そうしたフィギュアがあったらそれをちょっと添えるだけで季節感がぐっと深まります。
ガラスの皿、白い釉薬の皿
夏ならやはりガラスの受け皿を使いたいですね。苔玉を安定させる石もガラス様のアクリルブロックで代用してみてはどうでしょう?
ガラスの灰皿は受け皿にピッタリです。タバコを吸わない方ならなおさら、もってこいの活用法です。
冬なら白いぼったりとした釉薬のかかった皿はどうでしょう?
箸置き
箸置きにはいろいろな形のものがあります。苔玉の横にちょっと飾るだけでも十分季節感を演出できますよ。
受け皿はほかにも
受け皿は100均で購入することもできますが、わたしはリサイクルショップなどで探すのが好き。
意外にびっくりするほどすてきなお皿がバラで手ごろな価格で売っているので、おすすめです。トレジャーハントみたいな感じで探すのが楽しいですよ。
私はもっぱら自宅で割ってしまったお皿を活用しています。直近まで食器として使っていたお皿だっただけに、捨てられないのですよ、思い出がつまっていて。
お皿を陶器用ボンドで再生したら、お皿の割れた箇所に木工用ボンドでビーズやボタンなどを貼り付けて、植木鉢用のお皿に仕立てます。ビーズは欠けた箇所の目隠しに使っています。ボタンは足つきのボタンがおすすめです。
多肉植物や観葉植物を使った苔玉もある
多肉植物や観葉植物を使った苔玉もあります。季節感があるか、といったらそれはあまり感じません。
だからこそ、小物で季節感が出しやすいというメリットもあります。
多肉植物を使った苔玉は、水没式の水やりよりも、霧吹きで水をたっぷり与えるのがオススメです。というのも、多肉植物は水をそれほど欲しがるものがなく、葉などに水がたまると痛んでしまう種類もあるからです。
霧吹きならピンポイントで水やりできますからね。
まとめ
いかがでしたか?いろいろな苔玉を紹介しましたが、1種類だけでも四季折々の姿を楽しむことができます。

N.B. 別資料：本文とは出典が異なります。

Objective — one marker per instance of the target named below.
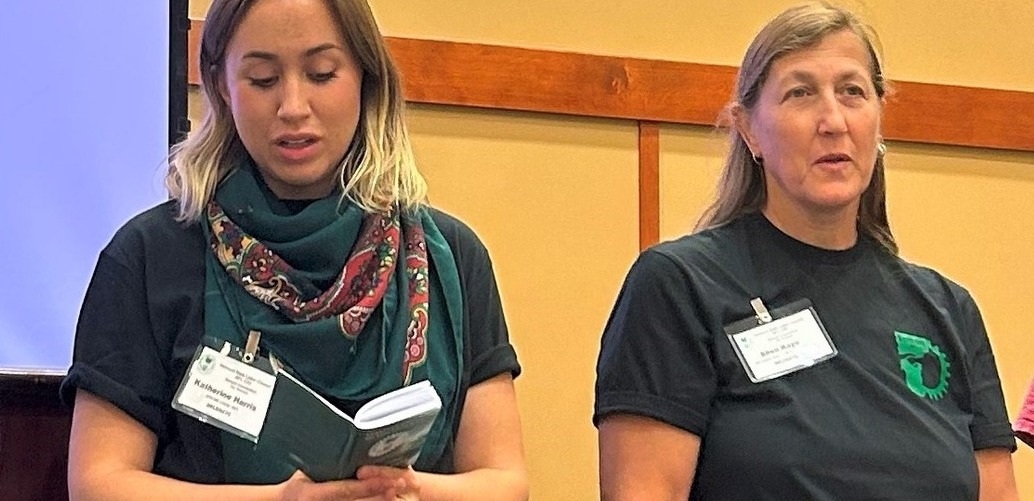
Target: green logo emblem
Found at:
(912, 350)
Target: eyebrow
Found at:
(808, 77)
(308, 53)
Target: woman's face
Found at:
(816, 125)
(293, 87)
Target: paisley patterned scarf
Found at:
(345, 299)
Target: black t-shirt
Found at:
(876, 421)
(143, 318)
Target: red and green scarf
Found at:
(346, 299)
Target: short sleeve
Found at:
(991, 426)
(655, 356)
(491, 352)
(115, 355)
(487, 348)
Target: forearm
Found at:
(130, 486)
(478, 484)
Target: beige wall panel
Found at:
(691, 160)
(946, 41)
(555, 201)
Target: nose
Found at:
(294, 104)
(831, 119)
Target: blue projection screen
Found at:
(85, 105)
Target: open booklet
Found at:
(227, 387)
(327, 444)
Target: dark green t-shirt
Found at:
(896, 414)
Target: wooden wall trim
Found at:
(649, 184)
(504, 77)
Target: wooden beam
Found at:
(649, 184)
(505, 77)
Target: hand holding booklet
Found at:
(327, 444)
(242, 394)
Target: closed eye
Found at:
(323, 77)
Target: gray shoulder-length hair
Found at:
(378, 169)
(741, 184)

苔そのものが器になっているようなものなので、一緒に植えられた植物とともに苔の成長も楽しむことができるのです。
苔玉は使用される苔によっても味わいが変わってきます。実に奥深いインテリアと言えますね。
グリーンインテリアは時間の流れをゆっくりとした成長で実感できるものです。できあいの苔玉もすてきですが、自作もできるのも面白いところ。楽しみはさらに広がりますね。
生きものの温かみのあるインテリアを、自分なりにコーディネートしてみてくださいね。